更には内を突いて追い込んでくる6番グロリアスデイズです!
横に広がっている!
さあ先頭ダノンシャーク、グロリアスデイズ
そして間からは懸命にグランプリボスも追い込んでくる!グランプリボス追い込んでくる!
そして、その内からは10番ジャスタウェイ!
さあ!残り100m地点になって
グランプリボス!グランプリボス!
そして、その内ジャスタウェイが2番手!
3番手ダノンシャーク!
内を突いて11番のショウナンマイティ
さあ、前2頭並んだ!!
ジャスタウェイか─並んでゴールイン!!
最後の最後の最後、捉えたか!?
ジャスタウェイ!!!
一旦、抜けたグランプリボスを
どうでしょう、ゴール寸前、躱したか!?
レースではミッキーアイルが逃げの手を打つ。不良馬場の中、先行馬が失速していくと脚を溜めていた後続が芝の状態のいいところに殺到し4コーナーで急速に馬群が密集。直線ではいっぱいに広がり、各馬の叩き合いとなった。まず前年3着ダノンシャークと香港マイル覇者グロリアスデイズが先頭を争うが、その間を突くのは16番人気の伏兵グランプリボス。残り200m地点ではグランプリボスが完全に抜け出し、三浦皇成騎手が初G1勝利を掴むかに思えた。
そこへジャスタウェイが内から迫る。馬群の密集に巻き込まれたことに加え、グランプリボスのマークで芝の状態がいい外に出ることができず、馬場の悪い内から抜け出さなければいけなくなった彼は懸命にグランプリボスを追う。
ドロドロの不良馬場に二度三度と脚を取られバランスを崩しながらも、残り150mで2番手に上がるジャスタウェイ。完全に2頭の競馬となった一戦は、残り100mから壮絶な叩き合いとなった。
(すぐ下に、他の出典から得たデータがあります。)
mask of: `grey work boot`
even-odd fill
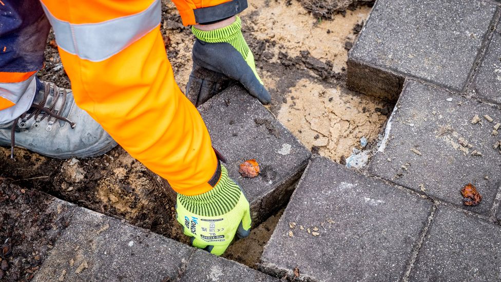
[[[117,143],[75,104],[71,90],[37,82],[40,90],[31,107],[15,120],[0,124],[0,145],[14,146],[41,155],[66,159],[103,155]]]

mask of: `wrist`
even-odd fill
[[[209,31],[210,30],[214,30],[214,29],[217,29],[218,28],[222,28],[228,26],[234,23],[236,20],[237,16],[236,15],[217,23],[214,23],[208,25],[198,24],[195,25],[194,26],[197,29],[203,30],[204,31]]]

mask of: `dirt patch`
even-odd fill
[[[253,229],[248,237],[235,241],[223,256],[257,269],[263,249],[271,238],[284,210],[282,209]]]
[[[303,79],[291,89],[277,118],[308,148],[335,161],[347,158],[360,139],[374,140],[387,117],[387,104],[338,86]]]
[[[66,207],[36,190],[0,178],[0,279],[29,281],[68,225]]]

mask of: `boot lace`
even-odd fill
[[[76,124],[73,122],[66,118],[62,116],[61,113],[63,112],[63,110],[64,109],[65,104],[66,102],[66,96],[68,94],[68,92],[65,88],[62,88],[62,90],[61,90],[55,84],[50,83],[44,82],[44,86],[45,86],[45,89],[44,90],[44,99],[39,104],[33,103],[31,105],[27,111],[25,112],[24,114],[17,117],[15,120],[14,120],[14,123],[12,124],[12,129],[10,132],[10,158],[14,159],[14,146],[15,143],[15,128],[16,126],[17,126],[17,123],[19,120],[21,120],[23,121],[26,121],[30,119],[33,118],[35,119],[36,122],[40,122],[41,121],[44,120],[45,118],[48,117],[51,117],[56,119],[62,120],[65,121],[70,124],[72,128],[75,128]],[[49,97],[49,95],[50,94],[51,89],[53,89],[54,93],[54,97],[52,98],[52,103],[49,107],[46,107],[45,106],[45,102],[47,102],[47,98]],[[57,111],[54,111],[54,108],[55,107],[56,104],[57,103],[57,101],[60,99],[63,99],[63,103],[61,104],[61,108],[59,110]]]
ラスト50m、ジャスタウェイは更に加速。泥にまみれた2頭はほぼ同時にゴールへ飛び込んだ。勝負の行方は写真判定へ。
結果、わずかにハナ差出たのは内、緑の勝負服ジャスタウェイ。9cm差の勝利であった。
これでジャスタウェイはGI3連勝。そしてライバルたちとのリベンジマッチに勝利。
ヨシトミ騎手の「普通の馬だったら諦めてもしょうがないっていうぐらいのバランスの崩し方だったんですけど、それでも諦めないっていう気持ちがやっぱり世界一だなって思いましたね」の言葉のように王者が世界一の意地を見せたレースであった。
柴田善臣騎手とジャスタウェイ陣営
騎乗停止中の主戦福永騎手の代打を務めることになったのは柴田善臣騎手。彼のファンである馬主大和屋暁氏の希望によるものである。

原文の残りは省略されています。